Announcement: programmable datasets with Lua


#1

On behalf of my team, I’m happy to announce the first release of HDF5-UDF: user-defined-functions for HDF5. The project enables the embedding of Lua scripts in HDF5 so that users can programmatically define a dataset whose data is generated on-the-fly each time that dataset is read.

The primary motivation for this project is to dramatically reduce the disk space used by datasets that are a variation of existing data. We have successfully used HDF-UDF to virtually eliminate the impact of derived data in a number of use cases; grids that used to take a few gigabytes on disk, uncompressed, now require just a couple of kilobytes.

Underneath, the source code is converted to a bytecode representation that LuaJIT executes when the dataset is read by the application. Through Just-In-Time compilation the overhead of virtualization is barely noticed: outputting grids that have no dependency on existing datasets can be an order of magnitude faster than reaching out to disk for I/O.

We invite everyone to try it out and to open pull requests. We hope you find it as useful as we do.

Thanks,
Lucas


#2

Nice work, Lucas! An obvious use case might be testing. How would you read/evaluate a dataset w/ “UDF layout” via the C-API? (Of course, you can call Lua from C…). What are the potential safety issues and what kind of protective mechanisms can be put in place? Intrigued, G.


#3

Hi, Gheber!

HDF5-UDF ships as a filter, so you use the same API as usual to retrieve datasets.

Once compiled, the UDF is written to disk in the filter callback. We also write metadata (i.e., its data type, size, and dataset dependencies). When H5Dread is called the filter retrieves the bytecode and the metadata. Next, it allocates the output dataset and passes it to the Lua engine that executes the bytecode and populates that dataset.

We configure LuaJIT’s sandbox so that it only a few core modules can be accessed by the UDF script: math, string, table, and others. We try to keep that list as small as possible to reduce the likelihood of having malicious UDF scripts attempting to escape the sandbox. On the other hand, we understand that some users may want to use UDF in controlled environments, so security rules could be more relaxed. We’re actively working on this topic at the moment.

One particular feature that’s currently disabled due to security concerns is access to the network module.

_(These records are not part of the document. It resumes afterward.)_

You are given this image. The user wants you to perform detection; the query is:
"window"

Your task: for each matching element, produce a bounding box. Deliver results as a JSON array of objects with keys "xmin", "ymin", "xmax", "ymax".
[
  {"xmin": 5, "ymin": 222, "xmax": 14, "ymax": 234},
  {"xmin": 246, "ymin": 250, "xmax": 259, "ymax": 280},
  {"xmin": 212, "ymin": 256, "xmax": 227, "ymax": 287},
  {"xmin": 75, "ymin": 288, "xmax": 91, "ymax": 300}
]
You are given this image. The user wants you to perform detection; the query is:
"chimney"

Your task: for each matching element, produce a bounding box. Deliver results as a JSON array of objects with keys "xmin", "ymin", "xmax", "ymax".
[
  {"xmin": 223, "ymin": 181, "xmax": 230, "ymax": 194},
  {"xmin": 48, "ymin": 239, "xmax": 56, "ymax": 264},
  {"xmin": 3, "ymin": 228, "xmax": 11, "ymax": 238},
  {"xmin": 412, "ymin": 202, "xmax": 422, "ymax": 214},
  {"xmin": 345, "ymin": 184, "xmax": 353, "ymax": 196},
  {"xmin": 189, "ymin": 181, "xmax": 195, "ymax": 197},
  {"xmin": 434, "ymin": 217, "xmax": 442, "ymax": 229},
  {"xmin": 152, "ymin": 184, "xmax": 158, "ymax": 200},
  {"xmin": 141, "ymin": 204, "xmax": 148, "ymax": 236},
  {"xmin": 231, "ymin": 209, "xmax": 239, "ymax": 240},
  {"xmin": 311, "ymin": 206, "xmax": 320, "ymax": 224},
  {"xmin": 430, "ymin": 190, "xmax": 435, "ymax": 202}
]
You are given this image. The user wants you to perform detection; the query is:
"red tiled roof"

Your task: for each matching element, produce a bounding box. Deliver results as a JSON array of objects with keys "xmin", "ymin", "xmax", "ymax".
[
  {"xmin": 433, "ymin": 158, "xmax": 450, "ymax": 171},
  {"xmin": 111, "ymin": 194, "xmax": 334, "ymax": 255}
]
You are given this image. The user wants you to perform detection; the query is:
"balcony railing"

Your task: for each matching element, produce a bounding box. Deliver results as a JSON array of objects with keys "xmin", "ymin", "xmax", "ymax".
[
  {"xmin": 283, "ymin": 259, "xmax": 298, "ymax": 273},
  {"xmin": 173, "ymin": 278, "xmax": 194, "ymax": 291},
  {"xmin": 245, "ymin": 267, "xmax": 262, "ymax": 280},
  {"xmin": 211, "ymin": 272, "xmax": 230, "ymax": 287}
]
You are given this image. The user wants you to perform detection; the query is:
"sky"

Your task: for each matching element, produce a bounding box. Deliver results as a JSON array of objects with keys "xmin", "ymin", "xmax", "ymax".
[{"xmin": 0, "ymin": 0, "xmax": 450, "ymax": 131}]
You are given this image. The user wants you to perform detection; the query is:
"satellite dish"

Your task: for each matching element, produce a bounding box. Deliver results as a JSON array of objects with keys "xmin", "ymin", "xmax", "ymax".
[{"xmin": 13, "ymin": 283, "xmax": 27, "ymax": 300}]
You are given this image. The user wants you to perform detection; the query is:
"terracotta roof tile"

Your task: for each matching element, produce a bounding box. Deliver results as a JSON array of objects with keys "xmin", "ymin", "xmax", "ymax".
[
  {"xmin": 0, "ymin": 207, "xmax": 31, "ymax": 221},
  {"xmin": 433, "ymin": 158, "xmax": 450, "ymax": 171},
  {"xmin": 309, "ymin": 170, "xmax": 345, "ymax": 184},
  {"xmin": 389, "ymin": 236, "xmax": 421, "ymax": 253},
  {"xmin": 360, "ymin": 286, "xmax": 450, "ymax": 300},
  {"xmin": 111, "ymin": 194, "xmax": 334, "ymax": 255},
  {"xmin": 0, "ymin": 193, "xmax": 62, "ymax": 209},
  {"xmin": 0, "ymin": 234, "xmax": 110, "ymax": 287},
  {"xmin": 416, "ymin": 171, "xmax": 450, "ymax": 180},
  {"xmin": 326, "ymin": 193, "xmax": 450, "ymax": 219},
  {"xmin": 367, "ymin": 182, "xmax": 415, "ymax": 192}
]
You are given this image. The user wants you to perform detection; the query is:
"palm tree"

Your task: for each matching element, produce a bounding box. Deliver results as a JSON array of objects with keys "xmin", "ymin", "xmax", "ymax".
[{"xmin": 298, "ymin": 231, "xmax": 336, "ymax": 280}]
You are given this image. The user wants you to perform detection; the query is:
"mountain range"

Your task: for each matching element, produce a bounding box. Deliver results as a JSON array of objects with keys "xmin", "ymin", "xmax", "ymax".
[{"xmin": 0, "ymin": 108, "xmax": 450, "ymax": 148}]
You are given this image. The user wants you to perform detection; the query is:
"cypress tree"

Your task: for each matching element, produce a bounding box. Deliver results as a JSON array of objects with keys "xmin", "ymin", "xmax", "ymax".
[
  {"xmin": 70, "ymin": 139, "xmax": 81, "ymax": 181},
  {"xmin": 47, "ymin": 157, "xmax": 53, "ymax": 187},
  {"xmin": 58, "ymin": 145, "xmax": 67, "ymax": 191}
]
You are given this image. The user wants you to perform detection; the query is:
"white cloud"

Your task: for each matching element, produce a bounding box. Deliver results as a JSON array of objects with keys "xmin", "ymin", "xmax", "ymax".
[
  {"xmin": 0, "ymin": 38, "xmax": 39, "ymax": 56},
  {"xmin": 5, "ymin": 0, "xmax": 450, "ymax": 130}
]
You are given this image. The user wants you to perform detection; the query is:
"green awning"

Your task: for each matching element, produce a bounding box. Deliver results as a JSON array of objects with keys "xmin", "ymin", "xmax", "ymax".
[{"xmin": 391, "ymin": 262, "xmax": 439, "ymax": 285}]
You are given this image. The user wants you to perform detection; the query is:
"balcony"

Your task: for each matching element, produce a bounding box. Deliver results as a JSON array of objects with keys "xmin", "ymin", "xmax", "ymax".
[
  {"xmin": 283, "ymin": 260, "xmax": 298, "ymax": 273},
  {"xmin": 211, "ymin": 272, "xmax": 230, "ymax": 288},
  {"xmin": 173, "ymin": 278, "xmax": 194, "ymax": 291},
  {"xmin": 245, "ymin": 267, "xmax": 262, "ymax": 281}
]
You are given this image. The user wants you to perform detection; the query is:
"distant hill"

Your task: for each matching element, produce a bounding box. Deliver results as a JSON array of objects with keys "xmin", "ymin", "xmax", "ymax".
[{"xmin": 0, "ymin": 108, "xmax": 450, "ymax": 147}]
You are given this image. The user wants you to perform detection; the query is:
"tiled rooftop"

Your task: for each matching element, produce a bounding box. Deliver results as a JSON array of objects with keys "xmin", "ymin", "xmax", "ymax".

Even though it allows really cool things (such as creating a dataset that under the hoods connects to a weather forecasting service and retrieves the most recent temperature or precipitation grids), we wanted to keep this initial version more strict.

Thanks for your feedback!
Lucas


#4

Lucas, I was able to follow your instructions under Debian 10 with the latest HDF5 development branch. Very nice!

I think there’s a minor error in the documentation. If I run hdf5-udf sine_wave.h5 sine_wave.lua SineWave:100x10:float32, it complains that

Datatype 'float32' is not supported
Failed to parse string 'SineWave:100x10:float32'

However, hdf5-udf sine_wave.h5 sine_wave.lua SineWave:100x10:float and hdf5-udf sine_wave.h5 sine_wave.lua SineWave:100x10:double work just fine.

Best, G.


#5

It looks like I mixed float and int32 when writing the example. Thanks for the fix!

Best regards,
Lucas